The tumor, node, metastasis classification system for staging esophageal cancer does not include tumor volume although it may be an important prognostic factor. We evaluated the prognostic value of tumor volume in esophageal cancer.


We performed a retrospective study in patients with histologically confirmed primary esophageal cancer who underwent curative esophagectomy at our facility between April 1992 and December 2013. The Tumor Depth Parameter (TDP) was defined as mucosa = 1, submucosa = 2, muscularis propria = 3, adventitia = 4, and invasion into adjacent organs = 5. The pathological Tumor Volume Index (TVI) was defined as the major axis × the minor axis × TDP. The appropriate tumor diameter and TVI cutoff values were determined by the Youden index obtained from the receiver operating characteristic curve. Prognostic factors for overall survival were evaluated by univariate analysis and Cox proportional hazards regression models.

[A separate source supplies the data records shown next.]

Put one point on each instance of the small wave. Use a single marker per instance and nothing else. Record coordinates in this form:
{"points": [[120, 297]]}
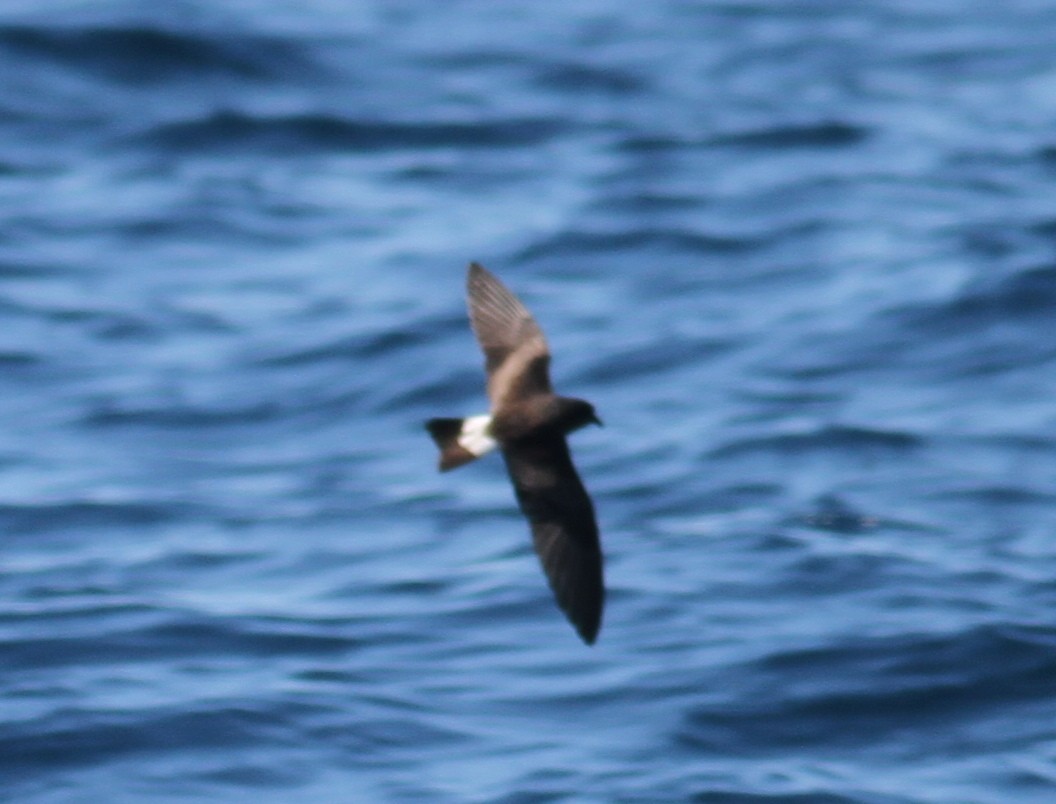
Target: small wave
{"points": [[860, 693], [840, 438], [29, 518], [147, 55], [238, 131], [663, 240], [819, 135]]}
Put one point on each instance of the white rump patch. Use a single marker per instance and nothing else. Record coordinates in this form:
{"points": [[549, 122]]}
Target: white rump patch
{"points": [[474, 435]]}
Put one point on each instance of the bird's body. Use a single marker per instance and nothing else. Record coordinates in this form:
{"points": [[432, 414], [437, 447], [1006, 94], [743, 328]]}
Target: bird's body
{"points": [[529, 423]]}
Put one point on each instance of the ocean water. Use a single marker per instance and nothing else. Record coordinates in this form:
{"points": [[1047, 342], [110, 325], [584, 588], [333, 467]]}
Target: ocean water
{"points": [[802, 256]]}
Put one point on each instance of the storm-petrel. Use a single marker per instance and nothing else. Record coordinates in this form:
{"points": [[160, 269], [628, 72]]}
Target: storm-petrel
{"points": [[529, 423]]}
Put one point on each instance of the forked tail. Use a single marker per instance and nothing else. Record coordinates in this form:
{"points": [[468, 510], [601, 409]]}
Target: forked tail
{"points": [[460, 440]]}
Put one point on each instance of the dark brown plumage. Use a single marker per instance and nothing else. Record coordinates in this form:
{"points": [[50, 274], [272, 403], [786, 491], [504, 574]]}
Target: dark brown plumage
{"points": [[529, 423]]}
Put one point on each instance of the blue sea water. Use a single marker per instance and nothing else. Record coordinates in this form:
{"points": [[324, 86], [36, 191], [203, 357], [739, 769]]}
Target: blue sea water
{"points": [[802, 256]]}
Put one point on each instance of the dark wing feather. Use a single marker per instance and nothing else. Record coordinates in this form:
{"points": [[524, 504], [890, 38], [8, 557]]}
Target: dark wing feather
{"points": [[563, 526], [516, 357]]}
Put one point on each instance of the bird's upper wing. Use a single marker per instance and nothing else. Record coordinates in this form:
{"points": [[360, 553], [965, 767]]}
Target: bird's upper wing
{"points": [[563, 526], [516, 357]]}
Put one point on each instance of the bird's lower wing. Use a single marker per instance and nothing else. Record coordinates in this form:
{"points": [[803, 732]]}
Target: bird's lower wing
{"points": [[564, 528]]}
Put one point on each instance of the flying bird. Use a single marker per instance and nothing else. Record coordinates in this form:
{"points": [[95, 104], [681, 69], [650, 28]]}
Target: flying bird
{"points": [[528, 423]]}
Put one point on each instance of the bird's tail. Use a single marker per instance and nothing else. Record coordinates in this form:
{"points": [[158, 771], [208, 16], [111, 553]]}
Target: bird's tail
{"points": [[460, 440]]}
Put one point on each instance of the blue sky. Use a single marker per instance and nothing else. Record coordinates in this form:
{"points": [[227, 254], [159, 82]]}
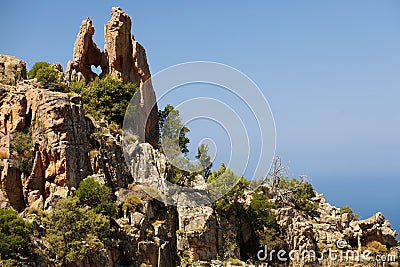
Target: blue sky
{"points": [[329, 69]]}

We enrolled 302 patients. In the univariate analysis, patient age and sex, thoracoscopic surgery, tumor depth of invasion and diameter, lymph node metastasis, and the TVI were significantly associated with overall survival. In our multivariate analysis, patient age and sex, thoracoscopic surgery, lymph node metastasis, and the TVI were independently associated with overall survival.


The pathological TVI was an independent prognostic factor in patients with esophageal carcinoma and could be included in the staging system of esophageal cancer.